Post-independence, India was gathering its bearings as an agriculturally sufficient nation and was an importer of food, dependent on foreign countries. Some causes and results of India’s agricultural shortcomings were famines, outdated means of production, poor allocation of agricultural products that resulted in an undernourished population. The incessant requirement for importing food grains (due to the poor quality of ones in India) had an exhaustive effect on the country’s foreign exchange reserves.
Key features of the first Green Revolution in India
The first Green Revolution took place in the 1970s which saw an influx in more modern and advanced means of production. This modern technology boosted agricultural yield to the extent where the government could maintain food grain reserves. It helped India become a more independent country. The Indian agricultural sector was introduced to fertilisers, irrigation facilities, mechanical cultivation and other modern practices that hold strong till date.
What is the need for a second Green Revolution?
If those practices were so successful back then why would India need another Green Revolution? Simply put, it was not enough. India’s growing population continues to put a strain on its food resources and a significant portion of the Indian population suffers from starvation and undernourishment. According to the International Food Policy Research Institute, 190 million Indians go hungry every day. The farming sector has routinely exhibited poor performances since the first Green Revolution so improved agricultural productivity is required to enhance India’s food reserves.

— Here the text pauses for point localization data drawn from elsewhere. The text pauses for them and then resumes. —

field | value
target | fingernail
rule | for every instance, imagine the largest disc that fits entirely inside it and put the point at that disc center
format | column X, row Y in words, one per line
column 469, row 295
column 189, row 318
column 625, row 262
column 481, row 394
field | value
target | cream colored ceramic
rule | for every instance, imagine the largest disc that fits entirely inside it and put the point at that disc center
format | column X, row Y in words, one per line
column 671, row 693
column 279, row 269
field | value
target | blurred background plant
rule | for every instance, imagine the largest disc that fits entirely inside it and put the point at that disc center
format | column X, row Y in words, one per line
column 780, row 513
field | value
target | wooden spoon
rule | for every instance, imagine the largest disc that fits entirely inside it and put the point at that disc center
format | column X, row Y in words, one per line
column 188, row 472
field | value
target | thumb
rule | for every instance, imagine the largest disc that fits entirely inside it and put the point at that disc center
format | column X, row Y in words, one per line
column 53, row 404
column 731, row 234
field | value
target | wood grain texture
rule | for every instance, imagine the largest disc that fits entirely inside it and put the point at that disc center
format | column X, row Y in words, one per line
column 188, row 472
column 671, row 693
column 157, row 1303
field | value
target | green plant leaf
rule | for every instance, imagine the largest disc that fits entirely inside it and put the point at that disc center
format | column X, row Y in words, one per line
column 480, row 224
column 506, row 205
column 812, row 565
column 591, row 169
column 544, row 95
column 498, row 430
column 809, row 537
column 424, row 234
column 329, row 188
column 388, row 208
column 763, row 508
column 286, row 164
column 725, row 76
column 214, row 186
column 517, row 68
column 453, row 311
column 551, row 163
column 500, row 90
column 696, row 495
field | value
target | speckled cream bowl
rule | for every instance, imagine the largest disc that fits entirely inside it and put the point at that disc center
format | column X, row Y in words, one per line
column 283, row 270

Areas of emphasis for the second Green Revolution
The second Green Revolution would require an emphasis on nutrient-dense crops like pulses, fruits and vegetables. This revolution should also help India diversify its agricultural portfolio to not just expand crop production but livestock, fisheries, poultry and horticulture. Farmers also need fair compensation for their output so some of that return can be reinvested into the production process to improve the output per hectare. The sector needs the investment to improve the technology used in the production process and purchase higher quality grains. Investments in food processing (storage, produce processing, transport) will also help improve returns for farmers. A second Green Revolution through improving the agricultural sector should reduce food price volatility and therefore improve this sector for the long term.